I like to make recipes that can be frozen as well, such as casseroles, soups, muffins and speciality breads. Meals that freeze well can also save time and energy.
Leftover meats and veggies can be mixed by dicing them up and adding them to soups, salads or sandwiches.
It’s important to understand the specific dates that show when products should be used or sold by. These signify product quality and can prevent you from using food that might have gone off.

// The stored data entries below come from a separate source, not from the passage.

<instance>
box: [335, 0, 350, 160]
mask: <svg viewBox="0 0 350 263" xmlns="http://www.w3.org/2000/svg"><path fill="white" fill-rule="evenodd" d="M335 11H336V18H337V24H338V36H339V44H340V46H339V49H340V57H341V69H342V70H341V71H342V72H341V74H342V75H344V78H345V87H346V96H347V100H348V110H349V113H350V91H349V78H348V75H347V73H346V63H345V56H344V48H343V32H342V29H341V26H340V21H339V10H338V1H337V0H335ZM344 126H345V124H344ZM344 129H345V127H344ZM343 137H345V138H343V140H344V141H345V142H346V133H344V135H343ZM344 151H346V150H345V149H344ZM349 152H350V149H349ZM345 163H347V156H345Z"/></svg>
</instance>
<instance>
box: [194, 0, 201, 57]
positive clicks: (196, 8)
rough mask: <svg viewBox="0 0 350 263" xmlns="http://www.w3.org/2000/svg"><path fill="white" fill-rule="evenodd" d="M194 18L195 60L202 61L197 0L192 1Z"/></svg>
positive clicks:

Mustard, ketchup and salad dressing do not need refrigeration until opening, but often have a ‘use within’ date to show how long they can be kept open for.
The Food Keeper App is a useful resource for finding out how long items can be used for. Throw out any foods that have an odour or a slimy texture.
As it is safer to food shop online if you have an underlying condition or disability, it’s worth planning ahead. Find and review new recipes and make a grocery list of the ingredients needed. Verify what you have and what you need to order online.
Add probiotics to your diet
Some health companies promote the pill form of probiotics to build gut health to boost immunity. Most health professionals, especially registered dietitians, recommend eating certain foods to improve healthy gut ecology before relying on a pill.
Fibre is important for the digestive system. It leaves the stomach undigested and helps keep your digestive system functioning and to prevent constipation.
There are various sources of fibre, including:
- whole-grain bread
- whole-grain pasta
- brown rice
- nuts and seeds
- fruits and veggies
Probiotics are live bacteria that are beneficial for your digestive system. Foods rich in probiotics include dairy products or other cultured foods, such as yoghurt, kefir, kimchi and fermented veggies. Learning how to practice nutrition label reading is important so you can verify that all items contain live and active cultures.
Stress relief and exercise
Coronavirus has made life stressful for everyone, so doing anything to relieve stress levels is a good thing. I encourage people to follow wheelchair dance videos, listen to music or your home church via Facebook Live.
You can follow your favourite adaptive exercise video from your trusted fitness trainer or fitness studio, while also following a regular sleep and hygiene plan. Stress relief is not always an easy process given the current circumstances and that our disability community is at high risk for the virus, but there are things you can do.
Take a look at Disability Horizons’ article on 7 ways to boost your mental wellbeing during lockdown and beyond.
Healthy eating on a budget
Many people have lost their jobs or had their hours cut due to coronavirus. Added to that, people with disabilities often have to make healthy choices on a strict budget because of being unemployed or relying on assistance from government programs.
Most dietitians, therefore, encourage their clients to focus on the basics. A healthy eating plan may begin with fruits and veggies, which are less expensive when choosing produce in season. Canned fruits and veggies are even more shelf stable as well as less costly.
Focus on black beans, rice, pinto beans, corn, quinoa rice, or tofu. You can then serve fresh, canned or frozen fruits and veggies as a side for a wholesome meal. There are always local resources, such as churches, food banks and other organisations that provide food if you’re struggling during this time of coronavirus.
The Coronavirus is complicated and can affect everyone differently. While following these steps will not help all people avoid coronavirus altogether, taking steps to strengthen your immunity can help people feel better and live healthier lives.